Besides, he failed to submit to the trial court his actions taken on or
his proceedings on the writ “every thirty (30) days from the date of receipt
hereof,” as directed explicitly in that writ of execution. The writ of execution is “returnable to the
clerk or judge of the court issuing it … not more than sixty (60) days after
its receipt” by the sheriff “who must set forth in writing on its back the
whole of his proceedings by virtue thereof.” (Sec. 11, Rule 39).
In the aforecited case of
Vda. De Tisado vs. Tablizo we ruled that
A deputy sheriff is a
frontline representative of the justice system in this country. If he shows fear, or worse, is cowed by mere
threats from enforcing the legitimate orders of courts, then by his cowardly
act, he diminishes the judiciary. He
erodes the faith and trust of the citizenry in the ability and capacity of the
courts to settle disputes and to safeguard their rights. Specifically, he breaches his sworn duty to
uphold the majesty of the law and the integrity of the justice of justice
system.[3]
A Sheriff should exert
every effort and, indeed, consider it his bounden duty to see to it that the
final stage in the litigation process, namely, that of execution of judgment,
is carried out in order to ensure a speedy and efficient administration of
justice.[4]
However, as regards the
other charge that respondent sheriff demanded that the sum of Ten Thousand
Pesos (P10,000.00) as Sheriff’s fee be paid in advance before implementing the
writ, We agree with the OCA’s findings that there is no sufficient evidence to
hold respondent sheriff liable therefor.
That particular charge is not substantiated by credible evidence on
record aside from the bare allegations of complainant. In the case of Office of the Court
Administrator vs. Bucoy[5] we stated that the quantum of proof
necessary for a finding of guilt in administrative cases is substantial
evidence or such relevant evidence as a reasonable mind may accept as adequate
to support a conclusion. In the case at
bar, it appears that respondent sheriff even advanced the payment of the
Sheriff’s fees for the writ with the Office of the Clerk of Court of Pasay City
as evidenced by O.R. Nos. 9361847[6] and 7669523.[7]
In sum, respondent
Sheriff is guilty only of the charge of neglect of duty.
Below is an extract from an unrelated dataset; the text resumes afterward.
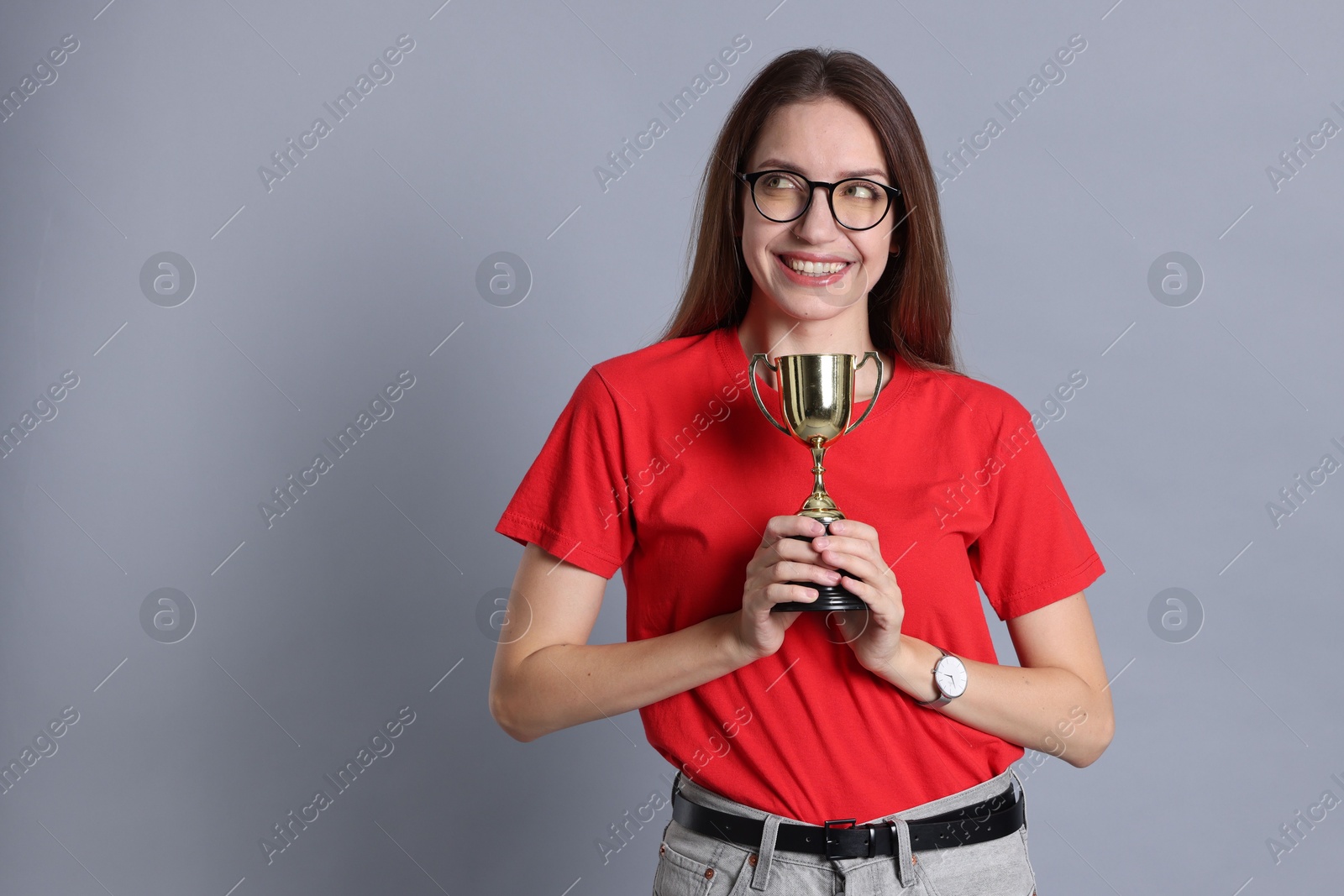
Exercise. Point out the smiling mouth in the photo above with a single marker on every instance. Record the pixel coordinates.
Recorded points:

WHEREFORE, respondent Sheriff IV Ariel S. Sangalang of
the RTC, Branch 114, Pasay City is
hereby adjudged guilty of neglect of duty and he is hereby fined in the
sum of Five Thousand Pesos (P5,000.00)
with the WARNING that the commission of the same or similar offense in the
future will be dealt with more severely.
SO ORDERED.
Bellosillo, (Chairman),
Mendoza, Quisumbing, and Buena, JJ., concur.